Jonathan Bate, lead academic on the ‘Shakespeare and His world’ MOOC, discusses how the British Museum’s 2012 Shakespeare Staging the World exhibition influenced the University of Warwick’s free online course.

Shakespeare and his world

In the period leading up to the great Olympic summer of 2012, I worked as Consultant Curator for the British Museum’s exhibition Shakespeare Staging the World. The idea, which I developed in conjunction with BM director Neil MacGregor and brilliant in-house curator Dora Thornton, was to bring Shakespeare’s world alive through objects – books, paintings, maps, fabrics, ceramics, household goods, treasures, curiosities, imports, you name it. As the world came to London for the Olympics, as part of the “Cultural Olympiad” we would show how London saw the world, and how Londoners met the nations of the world, in Shakespeare’s time – both in reality and on the stage of the Globe theatre. The name of Shakespeare’s theatre was not a coincidence: all the world genuinely was his stage (just try listing all his locations and the nationalities of all his characters!) Shakespeare’s age was one that I think began “globalisation” – international trade, economic migration, cultural dialogue.
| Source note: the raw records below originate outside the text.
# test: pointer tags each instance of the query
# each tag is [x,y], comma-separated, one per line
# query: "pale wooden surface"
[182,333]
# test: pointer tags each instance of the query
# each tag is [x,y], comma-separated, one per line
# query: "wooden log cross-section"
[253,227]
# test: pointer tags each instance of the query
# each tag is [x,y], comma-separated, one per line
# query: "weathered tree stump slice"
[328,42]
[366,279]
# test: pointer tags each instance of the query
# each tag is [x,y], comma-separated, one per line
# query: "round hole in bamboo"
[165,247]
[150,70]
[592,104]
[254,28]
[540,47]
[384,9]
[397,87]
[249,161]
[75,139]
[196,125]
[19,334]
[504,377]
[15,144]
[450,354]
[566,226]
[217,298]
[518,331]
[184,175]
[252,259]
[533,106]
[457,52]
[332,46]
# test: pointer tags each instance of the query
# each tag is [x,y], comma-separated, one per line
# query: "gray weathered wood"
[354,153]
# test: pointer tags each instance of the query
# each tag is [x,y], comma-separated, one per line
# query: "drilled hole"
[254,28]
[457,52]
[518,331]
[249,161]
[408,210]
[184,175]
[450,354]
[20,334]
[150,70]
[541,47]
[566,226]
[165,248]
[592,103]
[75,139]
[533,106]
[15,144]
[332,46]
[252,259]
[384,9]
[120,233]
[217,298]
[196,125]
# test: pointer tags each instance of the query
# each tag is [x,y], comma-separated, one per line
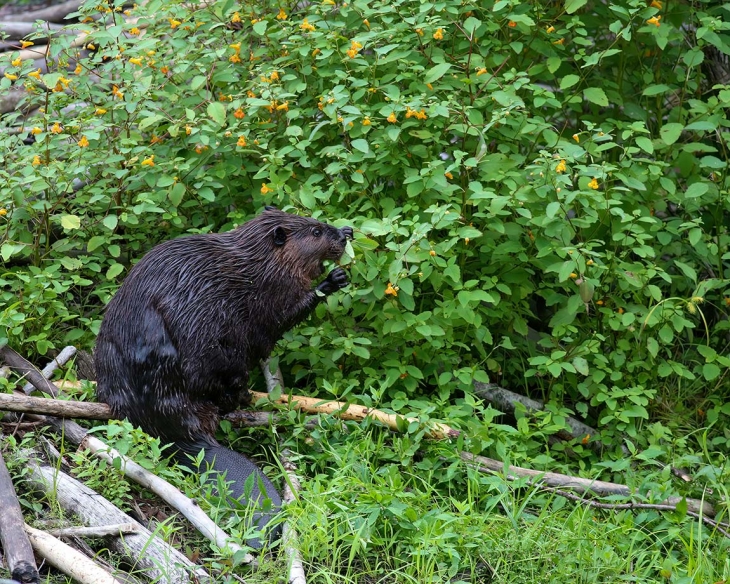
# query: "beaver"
[193,316]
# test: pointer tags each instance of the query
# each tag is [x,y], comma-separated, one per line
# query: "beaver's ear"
[279,236]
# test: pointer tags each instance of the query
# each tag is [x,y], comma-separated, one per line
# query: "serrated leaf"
[596,95]
[217,112]
[572,5]
[645,144]
[70,222]
[670,133]
[569,81]
[177,191]
[696,190]
[361,145]
[436,72]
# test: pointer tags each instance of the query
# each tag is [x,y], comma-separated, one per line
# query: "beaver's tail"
[237,470]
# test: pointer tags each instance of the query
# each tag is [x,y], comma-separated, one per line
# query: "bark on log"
[581,485]
[54,407]
[147,553]
[66,559]
[15,544]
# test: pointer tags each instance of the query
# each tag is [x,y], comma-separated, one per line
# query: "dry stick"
[292,486]
[18,550]
[63,357]
[552,479]
[658,507]
[67,559]
[353,412]
[145,551]
[96,531]
[132,470]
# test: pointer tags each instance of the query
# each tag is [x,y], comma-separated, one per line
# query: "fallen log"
[146,552]
[15,543]
[66,559]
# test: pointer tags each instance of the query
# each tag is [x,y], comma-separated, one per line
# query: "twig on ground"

Among the people who saw and enjoyed the exhibition were Professor Mark Taylor, Dean of Warwick Business School, and Diana Owen, Director of the Shakespeare Birthplace Trust. They were talking about forging a collaboration – Mark is passionate about Shakespeare and a great innovator in getting a business school both to open itself to the creative industries and to be creative in its own offerings, while Diana wants to share the Birthplace and its treasures with the entire world. They saw that the FutureLearn platform would provide them with an ideal opportunity and they generously asked me to devise a course that showcased the Trust’s collections in a similar way to what I’d done for the British Museum show.
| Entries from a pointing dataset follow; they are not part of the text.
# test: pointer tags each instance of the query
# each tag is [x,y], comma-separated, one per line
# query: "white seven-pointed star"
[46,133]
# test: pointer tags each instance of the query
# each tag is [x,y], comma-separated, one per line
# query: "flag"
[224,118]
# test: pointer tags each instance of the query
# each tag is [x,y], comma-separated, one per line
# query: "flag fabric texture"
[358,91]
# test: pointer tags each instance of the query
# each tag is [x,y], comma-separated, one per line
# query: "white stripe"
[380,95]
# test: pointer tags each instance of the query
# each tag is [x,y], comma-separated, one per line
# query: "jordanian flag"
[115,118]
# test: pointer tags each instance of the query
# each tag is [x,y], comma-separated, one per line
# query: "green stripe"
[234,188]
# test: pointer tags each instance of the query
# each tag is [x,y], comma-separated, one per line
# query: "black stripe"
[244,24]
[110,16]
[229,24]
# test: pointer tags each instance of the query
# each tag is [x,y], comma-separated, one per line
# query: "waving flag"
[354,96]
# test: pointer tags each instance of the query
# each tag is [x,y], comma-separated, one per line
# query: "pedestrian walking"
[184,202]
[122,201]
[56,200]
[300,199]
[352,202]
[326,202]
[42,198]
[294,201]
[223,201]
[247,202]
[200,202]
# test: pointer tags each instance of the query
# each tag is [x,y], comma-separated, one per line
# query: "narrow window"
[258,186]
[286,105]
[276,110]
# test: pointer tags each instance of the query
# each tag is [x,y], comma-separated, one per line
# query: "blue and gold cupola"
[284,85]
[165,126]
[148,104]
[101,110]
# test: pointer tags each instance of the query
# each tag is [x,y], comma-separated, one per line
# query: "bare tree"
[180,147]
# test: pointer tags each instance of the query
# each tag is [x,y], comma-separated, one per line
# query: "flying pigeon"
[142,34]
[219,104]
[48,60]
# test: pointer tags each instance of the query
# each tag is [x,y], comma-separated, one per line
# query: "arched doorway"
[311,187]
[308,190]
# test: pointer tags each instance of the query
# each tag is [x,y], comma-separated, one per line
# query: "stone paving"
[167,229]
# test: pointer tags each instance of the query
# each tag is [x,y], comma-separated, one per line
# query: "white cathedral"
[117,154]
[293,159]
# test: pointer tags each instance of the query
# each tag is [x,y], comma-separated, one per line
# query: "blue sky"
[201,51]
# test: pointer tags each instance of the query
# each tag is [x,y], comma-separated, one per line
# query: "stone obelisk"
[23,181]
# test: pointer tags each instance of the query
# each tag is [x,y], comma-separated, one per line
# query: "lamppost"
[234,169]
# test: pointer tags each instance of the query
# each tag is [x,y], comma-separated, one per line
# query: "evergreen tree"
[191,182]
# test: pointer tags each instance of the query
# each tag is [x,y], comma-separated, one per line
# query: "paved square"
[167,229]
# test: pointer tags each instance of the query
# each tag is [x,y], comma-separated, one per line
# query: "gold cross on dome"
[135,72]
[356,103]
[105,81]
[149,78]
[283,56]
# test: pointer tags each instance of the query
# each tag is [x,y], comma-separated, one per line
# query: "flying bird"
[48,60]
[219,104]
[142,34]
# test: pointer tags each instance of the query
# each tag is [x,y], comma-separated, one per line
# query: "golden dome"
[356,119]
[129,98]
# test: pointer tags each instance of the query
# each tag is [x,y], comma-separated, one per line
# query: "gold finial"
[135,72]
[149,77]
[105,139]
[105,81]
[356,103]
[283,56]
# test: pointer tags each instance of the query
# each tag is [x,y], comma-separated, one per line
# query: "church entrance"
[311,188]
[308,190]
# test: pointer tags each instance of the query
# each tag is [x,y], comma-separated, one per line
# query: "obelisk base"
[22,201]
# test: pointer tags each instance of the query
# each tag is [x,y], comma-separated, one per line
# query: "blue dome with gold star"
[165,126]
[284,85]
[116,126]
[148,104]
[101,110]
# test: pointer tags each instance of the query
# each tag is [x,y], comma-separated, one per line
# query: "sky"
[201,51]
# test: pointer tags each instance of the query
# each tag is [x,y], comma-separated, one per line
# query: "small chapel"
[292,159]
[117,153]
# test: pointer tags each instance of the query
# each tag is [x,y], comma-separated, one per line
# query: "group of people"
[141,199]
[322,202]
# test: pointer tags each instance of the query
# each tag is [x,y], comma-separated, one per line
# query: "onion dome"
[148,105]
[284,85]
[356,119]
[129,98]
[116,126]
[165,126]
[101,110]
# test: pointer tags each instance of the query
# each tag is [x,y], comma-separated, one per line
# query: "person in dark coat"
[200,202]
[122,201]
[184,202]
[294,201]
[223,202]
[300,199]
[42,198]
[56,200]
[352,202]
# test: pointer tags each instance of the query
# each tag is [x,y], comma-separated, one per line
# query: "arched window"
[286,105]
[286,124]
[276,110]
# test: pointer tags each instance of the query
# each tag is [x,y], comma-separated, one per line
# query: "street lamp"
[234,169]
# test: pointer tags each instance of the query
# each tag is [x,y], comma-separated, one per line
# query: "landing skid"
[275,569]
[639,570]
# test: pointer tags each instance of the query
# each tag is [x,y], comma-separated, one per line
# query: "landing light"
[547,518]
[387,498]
It was an opportunity I couldn’t resist, because if I had one disappointment with the format of a fixed-term exhibition in a particular space, where the visual must always have primacy and the amount of commentary must be limited, it was that there was little opportunity for sustained analysis and close reading of whole plays as opposed to particular images, moments, phrases, characters and ideas.

Shakespeare and his world

The fantastic thing about an online course is that you can show the objects – can, if you wish, freeze the frame and pore over them – but also tell a story. One moment you can describe the big picture, the “spirit of the age”, and the next you can focus down on Shakespeare’s extraordinary language or his richly drawn characters.
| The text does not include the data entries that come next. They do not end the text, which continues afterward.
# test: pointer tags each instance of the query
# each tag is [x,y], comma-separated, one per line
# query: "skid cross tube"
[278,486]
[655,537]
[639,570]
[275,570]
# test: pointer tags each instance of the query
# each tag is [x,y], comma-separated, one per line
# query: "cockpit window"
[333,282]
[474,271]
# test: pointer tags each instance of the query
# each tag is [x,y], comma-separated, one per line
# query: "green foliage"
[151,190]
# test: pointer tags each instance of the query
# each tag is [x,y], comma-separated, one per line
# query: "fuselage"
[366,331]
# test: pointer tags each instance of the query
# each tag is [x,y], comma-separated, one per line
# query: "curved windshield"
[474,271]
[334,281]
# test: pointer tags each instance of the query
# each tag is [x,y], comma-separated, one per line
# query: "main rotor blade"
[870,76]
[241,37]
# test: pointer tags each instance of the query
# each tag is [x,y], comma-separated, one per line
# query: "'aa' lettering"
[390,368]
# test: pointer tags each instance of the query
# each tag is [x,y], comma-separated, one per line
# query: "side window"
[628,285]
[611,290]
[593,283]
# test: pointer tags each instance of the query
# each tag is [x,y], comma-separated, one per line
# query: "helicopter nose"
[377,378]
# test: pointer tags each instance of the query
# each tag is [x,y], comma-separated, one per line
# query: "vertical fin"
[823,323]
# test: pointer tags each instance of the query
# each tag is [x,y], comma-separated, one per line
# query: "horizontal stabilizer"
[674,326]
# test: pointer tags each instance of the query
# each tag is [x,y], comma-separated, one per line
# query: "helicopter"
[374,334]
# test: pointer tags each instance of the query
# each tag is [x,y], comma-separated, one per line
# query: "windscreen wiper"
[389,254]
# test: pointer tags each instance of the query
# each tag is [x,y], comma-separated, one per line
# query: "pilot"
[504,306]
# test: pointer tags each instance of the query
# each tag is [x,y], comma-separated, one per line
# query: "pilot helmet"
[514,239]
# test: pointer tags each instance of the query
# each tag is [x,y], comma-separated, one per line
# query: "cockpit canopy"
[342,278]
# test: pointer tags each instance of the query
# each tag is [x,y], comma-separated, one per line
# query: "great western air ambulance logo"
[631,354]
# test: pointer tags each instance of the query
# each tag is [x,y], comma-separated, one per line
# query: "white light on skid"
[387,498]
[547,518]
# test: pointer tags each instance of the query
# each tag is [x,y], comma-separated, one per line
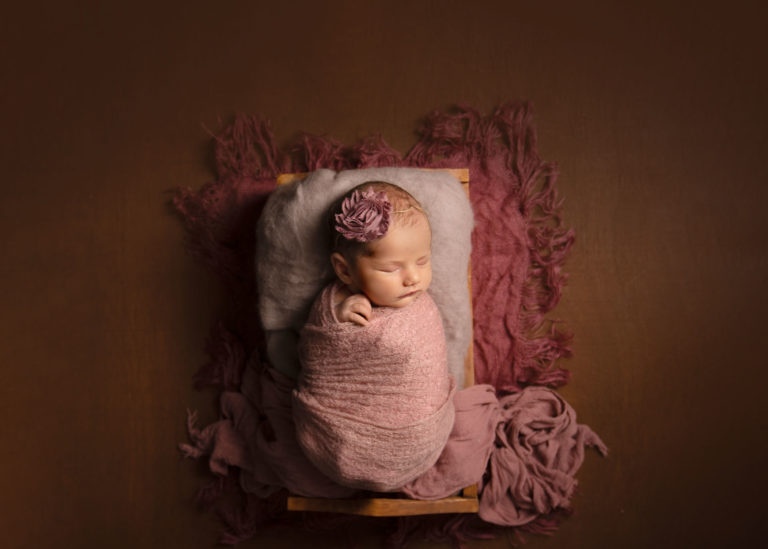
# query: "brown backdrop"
[657,116]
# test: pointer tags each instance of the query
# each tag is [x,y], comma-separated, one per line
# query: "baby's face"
[398,267]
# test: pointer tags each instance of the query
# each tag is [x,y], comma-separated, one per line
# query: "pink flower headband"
[364,216]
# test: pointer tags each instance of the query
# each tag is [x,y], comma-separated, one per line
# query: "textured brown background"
[656,114]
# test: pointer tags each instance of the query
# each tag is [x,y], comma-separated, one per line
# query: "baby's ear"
[341,268]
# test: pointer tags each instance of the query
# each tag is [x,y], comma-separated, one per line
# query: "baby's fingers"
[358,319]
[362,308]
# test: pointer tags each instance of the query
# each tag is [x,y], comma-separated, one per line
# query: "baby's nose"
[411,276]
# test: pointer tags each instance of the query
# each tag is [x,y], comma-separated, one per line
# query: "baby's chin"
[399,303]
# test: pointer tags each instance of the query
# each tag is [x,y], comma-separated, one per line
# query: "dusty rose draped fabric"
[519,248]
[527,446]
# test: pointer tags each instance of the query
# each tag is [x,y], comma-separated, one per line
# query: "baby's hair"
[406,211]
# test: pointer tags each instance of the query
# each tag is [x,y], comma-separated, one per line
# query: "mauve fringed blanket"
[519,247]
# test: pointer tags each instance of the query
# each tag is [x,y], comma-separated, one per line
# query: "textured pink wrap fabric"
[374,405]
[520,245]
[524,449]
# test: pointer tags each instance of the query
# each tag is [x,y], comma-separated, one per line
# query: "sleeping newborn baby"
[373,406]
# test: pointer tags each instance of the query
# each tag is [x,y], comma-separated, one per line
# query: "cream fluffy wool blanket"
[373,406]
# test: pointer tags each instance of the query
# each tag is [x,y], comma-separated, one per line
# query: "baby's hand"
[356,308]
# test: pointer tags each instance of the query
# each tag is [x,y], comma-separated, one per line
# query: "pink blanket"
[373,408]
[523,449]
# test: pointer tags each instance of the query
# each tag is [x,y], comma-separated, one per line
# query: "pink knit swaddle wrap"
[374,405]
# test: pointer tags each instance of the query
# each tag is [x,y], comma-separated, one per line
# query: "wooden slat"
[384,507]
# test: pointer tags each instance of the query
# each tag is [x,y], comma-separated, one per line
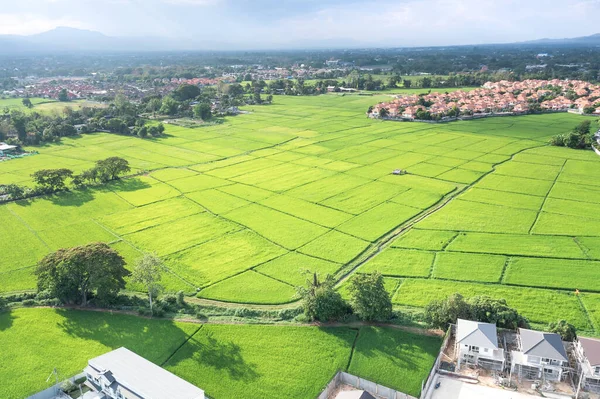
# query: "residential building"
[587,351]
[122,374]
[6,149]
[540,356]
[477,344]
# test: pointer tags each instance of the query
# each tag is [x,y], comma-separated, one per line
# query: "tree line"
[581,137]
[50,181]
The format I landed on was this: after an initial Week 1 survey of Shakespeare’s life (focusing on people – family, friends, colleagues, patrons), each subsequent Week would take a theme, a set of objects associated with the theme (books, pictures, objects), and a single Shakespeare play that could be illuminated afresh by the theme.

Small town life: The Merry Wives of Windsor.

Money: The Merchant of Venice.

Christendom and the Islamic World: Othello.

And so on.

We had one or two false starts – I really wanted to do Measure for Measure in relation to politics, but we couldn’t quite get the mix or the match of objects. But I’m still thrilled at the variety of materials that have emerged.

And, as I always find when I teach Shakespeare, however well I think I know each play I always discover something new that I’ve never noticed before. Actors say the same thing – and that’s what keeps Shakespeare so alive. One key to great acting is saying the line as if the thought has come fresh to the character in the very moment (not as if one is repeating a memorised speech). And that’s how I try to teach the plays: with a sense of freshness and wonder, as if coming at them for the first time though, in the case of this course, coming at them with the mind of Shakespeare’s own age.

I can’t wait for people to join me in this process: we hope that there will be something for everyone, from the Shakespearean first timer to the seasoned playgoer to the serious student. Enjoy!